Better documentation needed
The variability in symptoms, as well as their timing, present challenges to initial treatment, which often occur before a patient reaches the hospital. This is a vital window because the length of time of inadequate respiration because of opioid overdose is likely to predict the extent of brain injury. The duration of inadequate respiration may not be captured in electronic medical records, and emergency departments don’t typically collect toxicology information, which may lead health care providers to attribute neurocognitive impairments to ongoing drug use rather than an acute anoxic or hypoxic episode. Further neurocognitive damage may have a delayed onset, and better documentation of these events could help physicians determine whether those symptoms stem from the acute event.
Dr. Winstanley and associates called for more research, including prospective case-control studies to identify brain changes following opioid-related overdose.

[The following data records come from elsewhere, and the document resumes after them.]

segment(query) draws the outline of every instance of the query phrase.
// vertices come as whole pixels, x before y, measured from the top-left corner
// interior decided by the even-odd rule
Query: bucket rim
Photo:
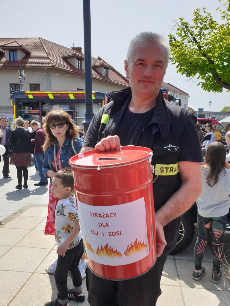
[[[112,161],[113,160],[113,159],[111,158],[111,162],[109,164],[103,164],[102,163],[102,163],[102,162],[101,161],[99,162],[100,163],[98,164],[94,164],[94,165],[81,165],[79,164],[76,164],[76,161],[79,160],[81,159],[87,157],[87,156],[92,155],[94,154],[101,153],[102,155],[103,153],[104,154],[105,153],[106,153],[107,152],[108,153],[109,152],[113,152],[115,153],[116,152],[121,152],[121,151],[133,151],[134,150],[136,151],[139,150],[140,151],[142,151],[142,152],[145,152],[146,153],[146,155],[144,156],[142,156],[136,158],[134,160],[128,160],[126,161],[125,162],[122,162],[122,161],[121,161],[121,162],[120,163],[117,163],[117,162],[116,163],[114,163]],[[105,155],[106,155],[106,154]],[[77,154],[76,155],[74,155],[74,156],[72,156],[72,157],[71,157],[69,161],[69,163],[71,167],[76,168],[80,168],[82,169],[97,169],[98,166],[98,165],[100,166],[100,168],[114,168],[115,167],[120,167],[129,165],[133,164],[137,162],[139,162],[144,161],[145,159],[148,159],[150,158],[151,158],[151,159],[152,156],[153,155],[153,153],[152,151],[149,148],[146,147],[139,147],[137,146],[124,146],[124,147],[121,147],[120,151],[118,151],[118,150],[115,150],[113,151],[102,151],[99,150],[91,150],[90,151],[87,151],[86,152],[83,152],[82,153],[79,153],[78,154]],[[117,160],[118,159],[115,158],[114,159]],[[118,160],[121,161],[122,160],[120,160],[120,159],[119,159]]]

The authors also suggested that physicians might want to consider screening patients who experience prolonged anoxia or hypoxia for neurocognitive impairments and brain injuries. Dr. Gold agreed.
“Clinicians working with OUD patients should take these data to heart and take a comprehensive history of previous overdoses, loss of consciousness, head trauma, and following up on the history with neuropsychological and other tests of brain function,” Dr. Gold said. “After an assessment, rehabilitation and treatment might then be more personalized and effective.”
Dr. Gold had no relevant financial disclosures.